Hi, Debra, thanks for reading, commenting, and making this connection!
The “i+1” element of the Comprehension Hypothesis does evoke the concept of ZPD, but the mechanisms proposed by Vygotsky and his heirs are quite different from those proposed by linguists who discuss the role of comprehensible input in acquiring a language. In fact, scholars who have attempted to apply Vygotsky’s work to second language acquisition have often done so as an explicit critique of the Comprehension Hypothesis and its focus on cognition. If you’re interested, I’ll see if I can dig up some sources!
Great post. Love the writing style.
On #1, I think there’s a complication.
Isn’t there an argument that if enough people use CI to mean an approach (or group of approaches), to understanding language acquisition, and teaching language, that deeming it not such is arbitrary?
One may wish it wasn’t used to mean such, and understood as meaning such, and with good reason. But given, I think I can say, that it quite often is, also with good reason, namely that there’s no other widely shared way of saying “thinking about language acquisition or teaching in a way consistent with the concept that people acquire language best or only when they receive CI …”, who can say that it doesn’t mean such?
Evolution of language, just like “comprise” used to have only one meaning but has come to have two.
Thanks for reading and commenting, Jim. You make an excellent point about the semantic shift of the term “comprehensible input/Comprehensible Input,” a shift that seems even more complete in the abbreviation “CI.” As someone who takes a pretty thoroughly descriptive/descriptivist approach to language, I am happy to concede the point, though I would (and do, when the setting seems right) suggest that it is worth making a distinction between comprehensible input as an instance of language that is understood by a particular learner–basically a type of stimulus–and Comprehensible Input as a theory, method, approach, family of approaches, or philosophy. Many are trying to take this distinction seriously with terms such as “CI approaches,” “Comprehension-Based Communicative Language Teaching,” “the CI umbrella,” and “CI-rich teaching.” Have you found any particularly useful ways of clarifying this distinction?
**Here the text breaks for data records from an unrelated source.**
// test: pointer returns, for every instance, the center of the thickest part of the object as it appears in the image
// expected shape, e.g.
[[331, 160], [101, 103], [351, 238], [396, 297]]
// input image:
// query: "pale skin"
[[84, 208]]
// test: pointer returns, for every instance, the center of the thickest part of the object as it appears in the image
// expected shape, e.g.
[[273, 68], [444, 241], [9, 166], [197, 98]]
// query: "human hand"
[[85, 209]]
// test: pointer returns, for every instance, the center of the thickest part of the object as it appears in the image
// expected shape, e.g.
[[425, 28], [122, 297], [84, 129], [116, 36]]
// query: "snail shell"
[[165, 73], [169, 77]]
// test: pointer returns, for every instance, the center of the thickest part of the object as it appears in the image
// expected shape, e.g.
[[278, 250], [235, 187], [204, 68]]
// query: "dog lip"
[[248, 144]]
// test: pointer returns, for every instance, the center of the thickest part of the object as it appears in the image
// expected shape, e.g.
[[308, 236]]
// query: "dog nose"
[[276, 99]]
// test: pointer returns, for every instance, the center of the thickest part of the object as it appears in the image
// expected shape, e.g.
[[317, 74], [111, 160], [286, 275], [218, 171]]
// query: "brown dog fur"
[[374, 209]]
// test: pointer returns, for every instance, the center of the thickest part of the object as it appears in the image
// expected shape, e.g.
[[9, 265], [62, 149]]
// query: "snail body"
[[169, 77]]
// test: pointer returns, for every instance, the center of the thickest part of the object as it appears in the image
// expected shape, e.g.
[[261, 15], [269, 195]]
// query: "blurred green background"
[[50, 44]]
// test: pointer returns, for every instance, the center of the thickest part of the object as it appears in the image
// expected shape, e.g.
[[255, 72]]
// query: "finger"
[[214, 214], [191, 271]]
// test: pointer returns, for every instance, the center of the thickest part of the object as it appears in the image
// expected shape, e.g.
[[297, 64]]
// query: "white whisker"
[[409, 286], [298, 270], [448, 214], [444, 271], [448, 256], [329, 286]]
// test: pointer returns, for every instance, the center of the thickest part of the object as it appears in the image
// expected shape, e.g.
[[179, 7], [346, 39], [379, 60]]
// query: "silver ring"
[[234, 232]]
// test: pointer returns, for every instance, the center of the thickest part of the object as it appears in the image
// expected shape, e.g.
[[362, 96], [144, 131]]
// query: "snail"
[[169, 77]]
It’s also worth noting that the term “comprehensible input” is still used in academic literature to mean “language that is understood,” not (to my knowledge) a particular theory of acquisition or way of teaching, and that Krashen himself does not equate it to a teaching method. As you imply, though, my post includes an element of wishful thinking or even lament similar to that in my pair of posts “The Bummer about Acquisition,” and kicking against the goads of crowd-sourced semantic change is likely to yield frustration.